O especialista também menciona o confronto entre práticas modernas de gestão e modelos arcaicos que ainda dominam muitas organizações, resultando em ambientes de trabalho que favorecem a tensão e o conflito. Esse “choque” de abordagens pode contribuir para um aumento significativo no estresse, nos conflitos interpessoais e, consequentemente, nos afastamentos.

SAÚDE MENTAL NO TRABALHO: UM DESAFIO PARA O FUTURO

Manter a qualidade de vida, especialmente no ambiente de trabalho, se tornou um dos maiores desafios do milênio. “Como equilibrar vida pessoal, profissional e bem-estar em um cenário tão dinâmico e desafiador?”, questiona Bittencourt Bastos. O psicólogo alerta para a necessidade urgente de se repensar as práticas organizacionais e de gestão, além de um fortalecimento de políticas públicas voltadas para o cuidado integral da saúde mental.

O especialista também critica a abordagem de curto prazo que, em sua visão, predomina nas soluções atuais. “Programas que apenas lidam com os sintomas do problema não resolvem as questões mais profundas. Não podemos acreditar que a assistência psicológica isolada vá solucionar o problema estrutural”, afirma.

Segundo ele, a única solução viável passa por mudanças profundas na forma como o trabalho está organizado e nas relações estabelecidas entre empregador e empregado. “É necessário repensar a organização do trabalho, modernizar práticas de gestão e proporcionar ambientes mais colaborativos e menos autoritários.”

A NECESSIDADE DE AÇÕES PÚBLICAS EFETIVAS

Para Bittencourt Bastos, o papel do estado é fundamental para criar condições que favoreçam a saúde mental da população trabalhadora.

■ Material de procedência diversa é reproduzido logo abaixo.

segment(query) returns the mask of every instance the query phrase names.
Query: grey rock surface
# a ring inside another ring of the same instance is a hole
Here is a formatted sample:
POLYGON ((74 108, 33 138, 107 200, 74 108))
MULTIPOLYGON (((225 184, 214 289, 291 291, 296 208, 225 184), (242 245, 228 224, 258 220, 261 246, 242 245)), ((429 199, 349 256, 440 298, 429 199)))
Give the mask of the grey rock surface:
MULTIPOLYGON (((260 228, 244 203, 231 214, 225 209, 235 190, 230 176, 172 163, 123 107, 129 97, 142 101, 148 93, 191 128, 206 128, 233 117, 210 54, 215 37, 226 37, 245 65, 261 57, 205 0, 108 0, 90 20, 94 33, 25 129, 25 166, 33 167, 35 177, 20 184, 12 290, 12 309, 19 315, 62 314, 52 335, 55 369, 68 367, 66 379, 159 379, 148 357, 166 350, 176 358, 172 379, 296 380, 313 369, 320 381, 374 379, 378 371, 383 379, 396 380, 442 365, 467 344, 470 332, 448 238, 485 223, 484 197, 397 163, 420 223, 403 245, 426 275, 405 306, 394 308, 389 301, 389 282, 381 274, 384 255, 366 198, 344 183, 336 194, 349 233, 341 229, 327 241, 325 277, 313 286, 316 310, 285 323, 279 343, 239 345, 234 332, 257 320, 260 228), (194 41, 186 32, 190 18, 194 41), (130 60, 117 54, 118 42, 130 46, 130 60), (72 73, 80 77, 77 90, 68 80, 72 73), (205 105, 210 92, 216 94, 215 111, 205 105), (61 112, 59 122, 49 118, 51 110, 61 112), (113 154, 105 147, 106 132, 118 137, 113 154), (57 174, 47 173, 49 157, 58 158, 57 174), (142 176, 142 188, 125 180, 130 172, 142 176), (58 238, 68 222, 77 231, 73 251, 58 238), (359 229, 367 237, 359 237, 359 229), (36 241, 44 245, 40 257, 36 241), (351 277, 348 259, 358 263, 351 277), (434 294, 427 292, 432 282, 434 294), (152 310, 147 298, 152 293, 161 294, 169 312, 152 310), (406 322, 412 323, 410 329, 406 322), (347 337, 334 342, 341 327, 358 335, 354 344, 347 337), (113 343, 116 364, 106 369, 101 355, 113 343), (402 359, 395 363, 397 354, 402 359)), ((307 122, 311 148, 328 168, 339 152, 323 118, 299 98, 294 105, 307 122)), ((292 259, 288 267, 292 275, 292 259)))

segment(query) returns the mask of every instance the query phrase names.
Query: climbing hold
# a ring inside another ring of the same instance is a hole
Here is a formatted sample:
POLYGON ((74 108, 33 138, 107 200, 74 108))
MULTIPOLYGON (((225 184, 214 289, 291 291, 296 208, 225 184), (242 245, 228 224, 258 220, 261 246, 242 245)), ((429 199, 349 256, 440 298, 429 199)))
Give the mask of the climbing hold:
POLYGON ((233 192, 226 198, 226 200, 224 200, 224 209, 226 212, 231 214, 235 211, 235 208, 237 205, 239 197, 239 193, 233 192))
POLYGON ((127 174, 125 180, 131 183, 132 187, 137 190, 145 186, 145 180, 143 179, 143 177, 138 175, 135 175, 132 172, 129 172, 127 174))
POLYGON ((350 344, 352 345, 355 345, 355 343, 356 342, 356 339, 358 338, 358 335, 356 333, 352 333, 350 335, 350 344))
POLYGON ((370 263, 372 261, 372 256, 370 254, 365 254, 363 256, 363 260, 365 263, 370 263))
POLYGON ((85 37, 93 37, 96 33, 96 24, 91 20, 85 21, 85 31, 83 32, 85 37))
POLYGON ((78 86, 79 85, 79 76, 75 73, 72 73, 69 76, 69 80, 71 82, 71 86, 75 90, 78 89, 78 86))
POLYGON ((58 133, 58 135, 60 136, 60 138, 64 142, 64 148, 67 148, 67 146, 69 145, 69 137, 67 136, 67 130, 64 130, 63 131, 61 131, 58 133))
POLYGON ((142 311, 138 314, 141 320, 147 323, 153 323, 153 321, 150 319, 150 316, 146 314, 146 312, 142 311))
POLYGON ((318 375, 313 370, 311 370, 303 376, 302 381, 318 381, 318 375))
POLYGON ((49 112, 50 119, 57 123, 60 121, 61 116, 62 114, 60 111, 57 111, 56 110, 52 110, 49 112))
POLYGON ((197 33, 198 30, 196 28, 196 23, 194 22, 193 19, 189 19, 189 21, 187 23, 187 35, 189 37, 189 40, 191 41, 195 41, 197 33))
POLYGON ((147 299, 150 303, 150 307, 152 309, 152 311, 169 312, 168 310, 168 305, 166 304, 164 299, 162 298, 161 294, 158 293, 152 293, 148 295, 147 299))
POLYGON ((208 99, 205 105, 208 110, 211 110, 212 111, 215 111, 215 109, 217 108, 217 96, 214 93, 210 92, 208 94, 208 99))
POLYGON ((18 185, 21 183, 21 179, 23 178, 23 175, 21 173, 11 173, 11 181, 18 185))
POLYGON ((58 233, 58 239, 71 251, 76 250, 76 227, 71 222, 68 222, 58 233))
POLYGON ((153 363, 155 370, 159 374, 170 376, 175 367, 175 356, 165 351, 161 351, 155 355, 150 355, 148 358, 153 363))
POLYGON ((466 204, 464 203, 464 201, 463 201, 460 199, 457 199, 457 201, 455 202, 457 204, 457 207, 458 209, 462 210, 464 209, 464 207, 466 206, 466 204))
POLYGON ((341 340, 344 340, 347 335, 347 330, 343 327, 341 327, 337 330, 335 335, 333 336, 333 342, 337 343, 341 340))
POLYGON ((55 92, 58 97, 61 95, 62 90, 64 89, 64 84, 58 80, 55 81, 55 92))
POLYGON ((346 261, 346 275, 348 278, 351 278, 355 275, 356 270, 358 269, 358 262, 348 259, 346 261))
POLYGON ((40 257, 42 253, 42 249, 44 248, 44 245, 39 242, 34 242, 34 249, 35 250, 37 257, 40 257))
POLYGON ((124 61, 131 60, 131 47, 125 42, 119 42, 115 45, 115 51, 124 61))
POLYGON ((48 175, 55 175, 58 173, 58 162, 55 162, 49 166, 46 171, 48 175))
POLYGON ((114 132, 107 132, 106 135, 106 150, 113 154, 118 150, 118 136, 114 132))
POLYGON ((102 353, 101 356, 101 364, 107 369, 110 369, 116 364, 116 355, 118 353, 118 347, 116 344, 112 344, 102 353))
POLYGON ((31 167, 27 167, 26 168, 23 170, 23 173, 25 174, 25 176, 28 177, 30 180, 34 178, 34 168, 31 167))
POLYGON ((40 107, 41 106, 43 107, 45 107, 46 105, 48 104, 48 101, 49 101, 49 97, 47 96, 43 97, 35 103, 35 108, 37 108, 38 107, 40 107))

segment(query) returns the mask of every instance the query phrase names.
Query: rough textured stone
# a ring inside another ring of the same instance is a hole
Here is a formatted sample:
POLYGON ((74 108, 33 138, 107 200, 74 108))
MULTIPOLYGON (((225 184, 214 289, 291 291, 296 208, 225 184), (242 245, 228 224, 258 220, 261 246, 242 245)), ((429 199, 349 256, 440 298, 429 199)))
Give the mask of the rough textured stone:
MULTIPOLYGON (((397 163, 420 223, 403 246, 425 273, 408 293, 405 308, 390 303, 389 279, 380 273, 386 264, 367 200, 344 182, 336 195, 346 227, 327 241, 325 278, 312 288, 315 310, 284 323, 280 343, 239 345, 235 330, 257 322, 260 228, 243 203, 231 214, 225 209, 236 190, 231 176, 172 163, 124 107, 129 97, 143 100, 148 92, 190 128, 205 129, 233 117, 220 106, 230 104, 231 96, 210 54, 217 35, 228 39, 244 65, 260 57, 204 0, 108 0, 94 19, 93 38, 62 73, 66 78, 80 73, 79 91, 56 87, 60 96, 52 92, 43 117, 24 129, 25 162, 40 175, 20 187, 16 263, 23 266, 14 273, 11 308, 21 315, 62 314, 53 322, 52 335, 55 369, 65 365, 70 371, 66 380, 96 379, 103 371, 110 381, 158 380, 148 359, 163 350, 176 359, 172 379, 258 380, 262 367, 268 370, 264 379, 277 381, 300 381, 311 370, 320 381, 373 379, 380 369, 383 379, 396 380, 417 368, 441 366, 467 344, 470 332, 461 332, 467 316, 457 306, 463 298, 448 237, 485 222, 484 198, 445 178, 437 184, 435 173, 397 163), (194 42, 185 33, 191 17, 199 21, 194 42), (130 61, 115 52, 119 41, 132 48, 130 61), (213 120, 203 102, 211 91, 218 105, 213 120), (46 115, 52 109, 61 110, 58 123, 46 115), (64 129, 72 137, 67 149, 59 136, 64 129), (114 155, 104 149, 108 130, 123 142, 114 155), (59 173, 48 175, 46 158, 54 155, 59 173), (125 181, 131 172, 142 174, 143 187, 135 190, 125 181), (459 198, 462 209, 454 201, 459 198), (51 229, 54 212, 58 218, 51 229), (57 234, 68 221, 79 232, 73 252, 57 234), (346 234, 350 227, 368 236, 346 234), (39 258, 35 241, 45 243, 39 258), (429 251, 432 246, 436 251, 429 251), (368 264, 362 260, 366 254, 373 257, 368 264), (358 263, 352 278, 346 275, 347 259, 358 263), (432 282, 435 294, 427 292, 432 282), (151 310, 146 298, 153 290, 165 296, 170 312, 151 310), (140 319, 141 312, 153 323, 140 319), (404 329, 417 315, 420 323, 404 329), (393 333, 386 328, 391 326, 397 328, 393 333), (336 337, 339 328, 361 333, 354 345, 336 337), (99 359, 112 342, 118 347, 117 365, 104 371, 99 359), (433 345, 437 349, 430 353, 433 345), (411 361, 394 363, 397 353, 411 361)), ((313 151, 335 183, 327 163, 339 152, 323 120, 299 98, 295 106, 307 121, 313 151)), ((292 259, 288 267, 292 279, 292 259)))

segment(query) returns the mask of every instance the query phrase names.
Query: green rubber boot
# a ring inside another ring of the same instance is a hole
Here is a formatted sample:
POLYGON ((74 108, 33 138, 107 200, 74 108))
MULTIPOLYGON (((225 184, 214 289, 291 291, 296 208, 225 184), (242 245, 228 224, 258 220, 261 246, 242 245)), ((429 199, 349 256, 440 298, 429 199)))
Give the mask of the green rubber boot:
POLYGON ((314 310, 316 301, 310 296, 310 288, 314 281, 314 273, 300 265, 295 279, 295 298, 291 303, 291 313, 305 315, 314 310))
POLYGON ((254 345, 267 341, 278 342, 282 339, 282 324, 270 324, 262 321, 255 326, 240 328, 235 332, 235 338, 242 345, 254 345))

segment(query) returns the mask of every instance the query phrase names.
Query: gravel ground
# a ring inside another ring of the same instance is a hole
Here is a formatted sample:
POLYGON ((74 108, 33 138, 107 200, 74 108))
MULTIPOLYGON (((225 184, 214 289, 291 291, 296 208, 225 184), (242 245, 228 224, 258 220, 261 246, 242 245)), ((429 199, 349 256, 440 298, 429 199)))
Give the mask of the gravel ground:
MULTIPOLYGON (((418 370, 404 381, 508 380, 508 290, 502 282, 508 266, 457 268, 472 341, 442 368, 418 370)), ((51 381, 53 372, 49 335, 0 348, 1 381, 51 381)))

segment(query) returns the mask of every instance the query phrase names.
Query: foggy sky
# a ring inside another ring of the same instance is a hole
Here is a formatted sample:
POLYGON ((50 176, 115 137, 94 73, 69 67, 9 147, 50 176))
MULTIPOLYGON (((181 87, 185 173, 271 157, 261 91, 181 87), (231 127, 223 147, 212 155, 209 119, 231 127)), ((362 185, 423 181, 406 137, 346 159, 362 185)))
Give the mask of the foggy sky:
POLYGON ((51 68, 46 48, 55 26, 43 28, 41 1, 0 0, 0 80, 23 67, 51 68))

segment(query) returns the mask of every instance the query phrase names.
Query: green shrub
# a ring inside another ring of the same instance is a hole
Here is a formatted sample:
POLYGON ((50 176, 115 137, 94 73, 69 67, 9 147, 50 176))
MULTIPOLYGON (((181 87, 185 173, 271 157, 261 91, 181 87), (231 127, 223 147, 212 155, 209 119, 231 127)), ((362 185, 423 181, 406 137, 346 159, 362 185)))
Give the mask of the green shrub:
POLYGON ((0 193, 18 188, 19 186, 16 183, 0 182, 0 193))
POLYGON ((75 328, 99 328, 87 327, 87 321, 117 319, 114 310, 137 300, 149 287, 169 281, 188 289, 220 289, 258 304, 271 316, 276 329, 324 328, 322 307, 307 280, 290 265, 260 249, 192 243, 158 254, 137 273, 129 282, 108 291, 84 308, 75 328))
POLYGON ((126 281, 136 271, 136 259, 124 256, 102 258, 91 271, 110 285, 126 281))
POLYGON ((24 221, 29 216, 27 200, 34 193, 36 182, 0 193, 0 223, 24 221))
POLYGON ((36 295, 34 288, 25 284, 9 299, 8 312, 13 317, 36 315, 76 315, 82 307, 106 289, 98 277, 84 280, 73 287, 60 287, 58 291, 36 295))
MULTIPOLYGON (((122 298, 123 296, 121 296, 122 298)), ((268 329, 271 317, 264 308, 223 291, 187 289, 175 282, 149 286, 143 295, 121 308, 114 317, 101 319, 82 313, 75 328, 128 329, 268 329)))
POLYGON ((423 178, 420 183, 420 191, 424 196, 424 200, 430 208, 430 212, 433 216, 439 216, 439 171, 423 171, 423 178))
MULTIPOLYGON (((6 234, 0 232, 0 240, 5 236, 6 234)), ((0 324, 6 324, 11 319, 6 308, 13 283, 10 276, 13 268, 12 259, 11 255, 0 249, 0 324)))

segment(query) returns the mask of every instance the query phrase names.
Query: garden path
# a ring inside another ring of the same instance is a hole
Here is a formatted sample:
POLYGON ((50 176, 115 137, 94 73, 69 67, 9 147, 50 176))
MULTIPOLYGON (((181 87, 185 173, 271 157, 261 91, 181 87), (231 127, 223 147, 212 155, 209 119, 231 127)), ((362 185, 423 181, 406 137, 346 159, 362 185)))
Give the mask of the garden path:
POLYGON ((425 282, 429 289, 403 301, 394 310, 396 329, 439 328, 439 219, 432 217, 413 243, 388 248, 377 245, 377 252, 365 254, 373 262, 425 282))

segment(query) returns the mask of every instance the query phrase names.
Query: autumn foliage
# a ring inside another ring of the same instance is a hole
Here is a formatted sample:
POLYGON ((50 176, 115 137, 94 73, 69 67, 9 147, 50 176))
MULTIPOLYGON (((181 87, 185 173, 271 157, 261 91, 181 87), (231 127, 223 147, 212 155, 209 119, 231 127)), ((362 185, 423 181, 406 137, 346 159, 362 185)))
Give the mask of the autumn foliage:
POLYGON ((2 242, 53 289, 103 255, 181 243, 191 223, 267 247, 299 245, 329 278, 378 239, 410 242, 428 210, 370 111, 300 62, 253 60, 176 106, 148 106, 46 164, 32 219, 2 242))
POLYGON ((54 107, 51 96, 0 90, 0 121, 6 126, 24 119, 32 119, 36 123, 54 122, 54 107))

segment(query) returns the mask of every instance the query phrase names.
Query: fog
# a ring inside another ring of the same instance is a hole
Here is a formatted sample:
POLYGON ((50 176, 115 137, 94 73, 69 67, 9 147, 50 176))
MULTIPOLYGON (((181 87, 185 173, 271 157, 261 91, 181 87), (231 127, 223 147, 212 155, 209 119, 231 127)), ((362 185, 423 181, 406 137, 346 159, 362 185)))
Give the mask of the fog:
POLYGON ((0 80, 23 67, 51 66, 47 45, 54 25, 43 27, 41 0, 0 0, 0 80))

Ele defende políticas públicas sustentáveis e de longo prazo, que vão além da simples oferta de ajuda psicológica e se concentrem em transformar as raízes dos problemas. “A crise de saúde mental não pode ser tratada apenas com remédios ou com medidas paliativas. Precisamos de um novo olhar sobre o trabalho, sobre as relações sociais e sobre o futuro das gerações que virão”, conclui.

O que podemos concluir com esses dados alarmantes? A saúde mental não é um problema isolado de quem sofre diretamente com transtornos, mas sim um reflexo das mudanças sociais e organizacionais que afetam a todos. A pergunta que fica é: será que estamos preparados para lidar com essa crise, ou ela irá continuar se agravando à medida que o tempo passa?